Symptoms may include:
  • Costop(%) is high
    • Costop(%) is like Ready(%), but this time one vCPU runs hot and others  are cold, the skew between hot and cold starts to grow larger
Solutions:
  • Reduce the number of vCPUs in the virtual machine
  • Reduce the number of virtual machines or vCPU on the host or cluster
  • Tune the guest OS or application to better utilize all the vCPU (be aware of single threaded appliations)
Problem: Host Memory Shortage

 Symptoms may include:
  • Contention(%) and/or Swap-In Rate (KBps) is not zero
  • Active(%) is high (this measures how much of the pRAM is actively being used, not just allocated/granted/consumed)
  • Overall Workload(%) is high (This is vCOps which is similar to Active)
Solutions:
  • Tune guest OS or application to reduce demand for memory
  • Move VMs to other hosts
  • Check DRS is working in the cluster
  • Consider reducing the memory in some virtual machines (some applications like databases opportunistically use all the vRAM installed)
Problem: VM Undersized (memory)

 Symptoms may include:
  • Active(%) is near 100%
  • Contention(%) and/or Swap-In Rate (KBps) is zero
  • Inside the guest OS, there is more swapping than usual
  • Host is supplying all the memory that the VM demands of the host, but the VM doesn't have as much vRAM installed as it needs
Solutions:
  • Add vRAM to virtual machine
These are just a few of the more common scenarios, keep in mind that metrics measured in ESXi, vCenter, and vCenter Operations Manager are accurate; but metrics measured in the guest OS are not always accurate.
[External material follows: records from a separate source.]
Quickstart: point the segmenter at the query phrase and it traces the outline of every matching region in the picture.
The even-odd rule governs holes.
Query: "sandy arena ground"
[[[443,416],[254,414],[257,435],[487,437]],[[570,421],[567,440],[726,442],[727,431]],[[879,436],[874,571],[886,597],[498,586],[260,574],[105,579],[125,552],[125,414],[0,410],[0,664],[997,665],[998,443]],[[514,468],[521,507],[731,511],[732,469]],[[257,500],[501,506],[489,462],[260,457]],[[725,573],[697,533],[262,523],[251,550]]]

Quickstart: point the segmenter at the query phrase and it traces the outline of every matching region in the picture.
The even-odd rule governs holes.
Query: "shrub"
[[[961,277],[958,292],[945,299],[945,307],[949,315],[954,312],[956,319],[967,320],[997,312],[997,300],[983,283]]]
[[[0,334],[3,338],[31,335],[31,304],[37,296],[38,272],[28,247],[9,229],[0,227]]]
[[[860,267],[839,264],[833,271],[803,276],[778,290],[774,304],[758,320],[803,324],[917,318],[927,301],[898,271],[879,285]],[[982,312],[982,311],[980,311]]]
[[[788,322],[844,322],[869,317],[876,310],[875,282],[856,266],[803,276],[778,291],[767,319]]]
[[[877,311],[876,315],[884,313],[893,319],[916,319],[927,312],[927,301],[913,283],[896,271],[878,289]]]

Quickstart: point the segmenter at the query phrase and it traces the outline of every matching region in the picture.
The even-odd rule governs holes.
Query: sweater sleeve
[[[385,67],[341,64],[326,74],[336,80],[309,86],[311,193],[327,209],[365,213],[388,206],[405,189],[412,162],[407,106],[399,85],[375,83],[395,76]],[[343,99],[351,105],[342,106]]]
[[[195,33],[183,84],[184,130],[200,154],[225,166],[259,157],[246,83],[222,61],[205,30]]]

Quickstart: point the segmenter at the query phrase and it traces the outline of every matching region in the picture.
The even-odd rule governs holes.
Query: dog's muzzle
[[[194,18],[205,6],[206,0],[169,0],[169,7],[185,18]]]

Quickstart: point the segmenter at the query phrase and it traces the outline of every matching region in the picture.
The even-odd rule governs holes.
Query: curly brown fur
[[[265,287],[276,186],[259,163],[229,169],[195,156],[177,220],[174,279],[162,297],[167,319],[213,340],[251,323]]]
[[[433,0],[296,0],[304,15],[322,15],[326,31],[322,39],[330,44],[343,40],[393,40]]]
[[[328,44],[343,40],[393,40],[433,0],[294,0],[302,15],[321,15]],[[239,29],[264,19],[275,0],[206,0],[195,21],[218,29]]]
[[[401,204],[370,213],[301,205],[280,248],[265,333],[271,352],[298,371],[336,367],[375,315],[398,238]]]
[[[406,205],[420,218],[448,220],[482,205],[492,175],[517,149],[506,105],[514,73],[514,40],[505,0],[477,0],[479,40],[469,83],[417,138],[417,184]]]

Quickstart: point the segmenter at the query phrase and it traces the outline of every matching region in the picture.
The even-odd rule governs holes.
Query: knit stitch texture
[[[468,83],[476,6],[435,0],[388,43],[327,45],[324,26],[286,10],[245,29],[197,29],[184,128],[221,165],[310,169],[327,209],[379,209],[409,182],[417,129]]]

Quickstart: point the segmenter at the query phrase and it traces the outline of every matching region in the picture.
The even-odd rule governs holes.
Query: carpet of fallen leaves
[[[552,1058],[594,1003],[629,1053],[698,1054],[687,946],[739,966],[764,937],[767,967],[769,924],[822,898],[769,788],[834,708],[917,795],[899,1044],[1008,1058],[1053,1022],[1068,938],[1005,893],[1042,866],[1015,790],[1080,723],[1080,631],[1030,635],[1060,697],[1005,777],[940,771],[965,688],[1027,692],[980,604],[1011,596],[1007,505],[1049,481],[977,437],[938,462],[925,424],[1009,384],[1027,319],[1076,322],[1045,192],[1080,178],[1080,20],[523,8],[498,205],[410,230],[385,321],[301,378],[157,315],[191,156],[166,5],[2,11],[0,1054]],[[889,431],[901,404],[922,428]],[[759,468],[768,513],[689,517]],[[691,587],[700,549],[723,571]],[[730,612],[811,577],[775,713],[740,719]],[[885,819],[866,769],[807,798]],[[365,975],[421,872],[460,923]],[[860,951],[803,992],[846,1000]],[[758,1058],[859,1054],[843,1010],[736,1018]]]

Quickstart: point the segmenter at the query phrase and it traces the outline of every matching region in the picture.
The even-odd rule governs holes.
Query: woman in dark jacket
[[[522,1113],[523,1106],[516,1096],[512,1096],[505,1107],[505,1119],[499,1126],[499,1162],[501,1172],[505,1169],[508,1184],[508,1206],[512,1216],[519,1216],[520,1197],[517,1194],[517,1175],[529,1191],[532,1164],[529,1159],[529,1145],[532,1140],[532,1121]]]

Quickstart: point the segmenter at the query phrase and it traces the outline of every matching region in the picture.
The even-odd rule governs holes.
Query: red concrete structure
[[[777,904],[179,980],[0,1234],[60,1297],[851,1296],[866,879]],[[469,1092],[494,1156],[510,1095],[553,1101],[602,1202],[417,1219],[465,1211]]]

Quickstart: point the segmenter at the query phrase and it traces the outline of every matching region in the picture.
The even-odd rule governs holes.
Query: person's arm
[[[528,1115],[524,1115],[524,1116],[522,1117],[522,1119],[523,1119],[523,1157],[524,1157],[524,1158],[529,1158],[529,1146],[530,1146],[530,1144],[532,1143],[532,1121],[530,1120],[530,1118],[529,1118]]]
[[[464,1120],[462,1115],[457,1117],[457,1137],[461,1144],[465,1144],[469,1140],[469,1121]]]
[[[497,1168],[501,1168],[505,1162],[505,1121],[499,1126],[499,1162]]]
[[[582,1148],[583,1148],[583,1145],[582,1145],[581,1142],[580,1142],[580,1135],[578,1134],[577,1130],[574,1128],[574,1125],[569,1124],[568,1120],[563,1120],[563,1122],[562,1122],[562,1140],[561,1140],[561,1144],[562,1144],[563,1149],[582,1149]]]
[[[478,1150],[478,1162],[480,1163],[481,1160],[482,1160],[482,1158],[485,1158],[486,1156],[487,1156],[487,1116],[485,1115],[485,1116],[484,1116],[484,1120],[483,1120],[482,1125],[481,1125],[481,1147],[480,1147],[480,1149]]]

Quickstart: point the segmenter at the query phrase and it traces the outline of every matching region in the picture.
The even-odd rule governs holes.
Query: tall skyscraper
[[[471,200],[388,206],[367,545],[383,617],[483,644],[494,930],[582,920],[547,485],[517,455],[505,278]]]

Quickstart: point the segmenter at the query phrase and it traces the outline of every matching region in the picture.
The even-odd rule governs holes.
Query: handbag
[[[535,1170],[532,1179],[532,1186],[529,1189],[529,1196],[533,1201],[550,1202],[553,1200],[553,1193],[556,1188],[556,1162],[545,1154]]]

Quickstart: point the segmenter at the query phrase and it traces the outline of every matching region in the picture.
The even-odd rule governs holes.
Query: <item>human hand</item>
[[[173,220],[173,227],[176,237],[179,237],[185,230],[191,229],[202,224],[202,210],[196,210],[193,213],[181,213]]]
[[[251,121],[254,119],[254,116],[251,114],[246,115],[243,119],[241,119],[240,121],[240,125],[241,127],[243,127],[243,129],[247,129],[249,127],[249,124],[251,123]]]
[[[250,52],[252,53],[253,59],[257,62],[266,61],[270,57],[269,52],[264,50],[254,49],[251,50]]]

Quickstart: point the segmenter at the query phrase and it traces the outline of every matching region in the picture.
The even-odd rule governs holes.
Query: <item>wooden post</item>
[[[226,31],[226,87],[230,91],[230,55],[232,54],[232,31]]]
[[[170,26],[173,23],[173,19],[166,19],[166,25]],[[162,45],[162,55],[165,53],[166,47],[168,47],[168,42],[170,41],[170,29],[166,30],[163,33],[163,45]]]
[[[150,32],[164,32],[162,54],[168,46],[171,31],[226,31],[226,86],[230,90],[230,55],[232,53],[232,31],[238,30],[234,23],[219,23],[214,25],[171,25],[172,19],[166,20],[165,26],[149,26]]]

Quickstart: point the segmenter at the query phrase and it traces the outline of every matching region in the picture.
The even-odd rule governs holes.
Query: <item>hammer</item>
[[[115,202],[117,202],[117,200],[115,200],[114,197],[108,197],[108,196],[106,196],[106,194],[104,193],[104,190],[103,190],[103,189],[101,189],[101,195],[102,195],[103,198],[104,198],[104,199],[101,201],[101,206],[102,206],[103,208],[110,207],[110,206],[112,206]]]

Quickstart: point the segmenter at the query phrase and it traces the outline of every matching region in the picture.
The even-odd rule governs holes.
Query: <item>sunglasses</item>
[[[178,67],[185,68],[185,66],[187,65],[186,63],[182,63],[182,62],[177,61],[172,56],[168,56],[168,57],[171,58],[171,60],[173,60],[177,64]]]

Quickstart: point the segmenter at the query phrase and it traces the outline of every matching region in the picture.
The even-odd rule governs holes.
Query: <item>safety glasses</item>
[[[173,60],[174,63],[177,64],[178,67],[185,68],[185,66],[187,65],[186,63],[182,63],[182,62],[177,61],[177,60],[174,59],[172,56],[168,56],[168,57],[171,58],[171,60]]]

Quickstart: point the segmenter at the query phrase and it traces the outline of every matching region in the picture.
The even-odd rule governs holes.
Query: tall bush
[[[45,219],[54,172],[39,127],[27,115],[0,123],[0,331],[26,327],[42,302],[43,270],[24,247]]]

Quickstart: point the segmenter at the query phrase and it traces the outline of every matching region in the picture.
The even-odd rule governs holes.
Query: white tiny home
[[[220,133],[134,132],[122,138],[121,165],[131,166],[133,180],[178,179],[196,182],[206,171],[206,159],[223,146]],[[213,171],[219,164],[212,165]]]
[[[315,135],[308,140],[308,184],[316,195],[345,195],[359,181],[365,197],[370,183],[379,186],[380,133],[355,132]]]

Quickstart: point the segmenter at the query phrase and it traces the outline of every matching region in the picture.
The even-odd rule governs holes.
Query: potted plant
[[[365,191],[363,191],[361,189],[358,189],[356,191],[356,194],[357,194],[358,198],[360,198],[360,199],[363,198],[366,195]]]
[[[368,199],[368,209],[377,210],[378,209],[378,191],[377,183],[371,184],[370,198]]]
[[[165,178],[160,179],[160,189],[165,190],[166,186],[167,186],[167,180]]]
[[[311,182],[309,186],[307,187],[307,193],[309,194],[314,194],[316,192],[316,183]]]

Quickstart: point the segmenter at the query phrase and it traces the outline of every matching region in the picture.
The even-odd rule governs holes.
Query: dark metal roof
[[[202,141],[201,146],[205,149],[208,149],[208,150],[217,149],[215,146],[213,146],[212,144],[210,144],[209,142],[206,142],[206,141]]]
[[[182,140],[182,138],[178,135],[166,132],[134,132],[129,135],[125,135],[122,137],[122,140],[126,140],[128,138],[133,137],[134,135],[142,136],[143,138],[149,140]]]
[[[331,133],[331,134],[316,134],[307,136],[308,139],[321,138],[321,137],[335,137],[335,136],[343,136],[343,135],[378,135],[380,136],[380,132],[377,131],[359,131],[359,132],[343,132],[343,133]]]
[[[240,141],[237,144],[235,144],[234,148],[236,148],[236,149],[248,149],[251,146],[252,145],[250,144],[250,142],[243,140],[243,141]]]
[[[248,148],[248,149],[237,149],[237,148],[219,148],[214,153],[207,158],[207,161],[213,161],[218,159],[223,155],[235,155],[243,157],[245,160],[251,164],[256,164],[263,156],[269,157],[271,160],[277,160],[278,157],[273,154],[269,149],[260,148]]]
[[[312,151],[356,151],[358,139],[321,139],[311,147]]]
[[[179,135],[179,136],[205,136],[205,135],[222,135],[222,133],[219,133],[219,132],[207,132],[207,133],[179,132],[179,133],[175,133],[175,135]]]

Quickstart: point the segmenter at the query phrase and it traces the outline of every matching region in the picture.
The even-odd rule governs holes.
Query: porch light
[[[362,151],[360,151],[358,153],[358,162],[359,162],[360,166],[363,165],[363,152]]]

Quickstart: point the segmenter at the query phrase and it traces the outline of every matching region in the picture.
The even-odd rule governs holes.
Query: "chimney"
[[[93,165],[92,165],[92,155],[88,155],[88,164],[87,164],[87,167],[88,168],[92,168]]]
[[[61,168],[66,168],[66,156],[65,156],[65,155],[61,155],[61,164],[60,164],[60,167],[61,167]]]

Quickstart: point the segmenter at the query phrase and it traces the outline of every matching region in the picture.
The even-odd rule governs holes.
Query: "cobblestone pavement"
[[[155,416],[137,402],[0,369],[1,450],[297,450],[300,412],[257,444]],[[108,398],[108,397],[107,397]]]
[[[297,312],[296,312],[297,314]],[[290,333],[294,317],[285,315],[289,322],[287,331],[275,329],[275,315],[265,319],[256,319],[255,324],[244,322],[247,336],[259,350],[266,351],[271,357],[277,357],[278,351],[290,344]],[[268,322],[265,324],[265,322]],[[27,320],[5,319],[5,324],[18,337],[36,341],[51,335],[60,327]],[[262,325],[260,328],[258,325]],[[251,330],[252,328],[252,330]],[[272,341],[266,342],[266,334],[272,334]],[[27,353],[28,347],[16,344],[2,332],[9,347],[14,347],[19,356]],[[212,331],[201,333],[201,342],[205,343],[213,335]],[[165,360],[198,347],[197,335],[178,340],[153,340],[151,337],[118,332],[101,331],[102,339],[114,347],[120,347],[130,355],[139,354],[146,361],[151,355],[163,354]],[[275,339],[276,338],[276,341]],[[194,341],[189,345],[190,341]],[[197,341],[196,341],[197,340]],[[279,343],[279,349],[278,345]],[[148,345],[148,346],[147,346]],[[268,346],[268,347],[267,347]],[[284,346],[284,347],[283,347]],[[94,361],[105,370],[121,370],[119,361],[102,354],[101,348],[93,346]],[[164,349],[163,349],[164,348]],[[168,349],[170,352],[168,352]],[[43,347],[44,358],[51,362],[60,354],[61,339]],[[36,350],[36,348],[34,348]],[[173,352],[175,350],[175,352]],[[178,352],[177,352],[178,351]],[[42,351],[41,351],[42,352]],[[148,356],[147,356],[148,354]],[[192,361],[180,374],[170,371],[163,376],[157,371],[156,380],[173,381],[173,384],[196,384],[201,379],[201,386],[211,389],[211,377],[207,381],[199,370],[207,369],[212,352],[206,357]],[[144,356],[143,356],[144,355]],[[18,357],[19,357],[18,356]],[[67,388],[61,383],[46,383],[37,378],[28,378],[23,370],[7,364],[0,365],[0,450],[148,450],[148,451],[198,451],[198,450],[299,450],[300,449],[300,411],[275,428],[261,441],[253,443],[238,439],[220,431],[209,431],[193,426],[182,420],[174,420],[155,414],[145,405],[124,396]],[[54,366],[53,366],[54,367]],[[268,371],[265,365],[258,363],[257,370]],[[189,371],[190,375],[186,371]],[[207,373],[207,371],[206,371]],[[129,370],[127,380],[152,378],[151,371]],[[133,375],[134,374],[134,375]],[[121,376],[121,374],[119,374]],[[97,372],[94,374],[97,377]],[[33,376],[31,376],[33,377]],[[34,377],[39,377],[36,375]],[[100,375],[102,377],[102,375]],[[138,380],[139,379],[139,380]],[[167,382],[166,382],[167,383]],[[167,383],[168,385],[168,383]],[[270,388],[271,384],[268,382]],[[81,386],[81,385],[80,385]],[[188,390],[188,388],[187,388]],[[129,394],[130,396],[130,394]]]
Timekeeping inside a virtual machine is subject to jitter (time is accurate to within a second not a milisecond).

Metrics that depend on highly accurate time, like CPU utilization, are not reliable. But, sometimes looking at the metrics in the guest operating system are essential, swapping in the guest OS isn't visible outside the operating system.

Don't assume the problem is somewhere else and not your problem, but remember it might be.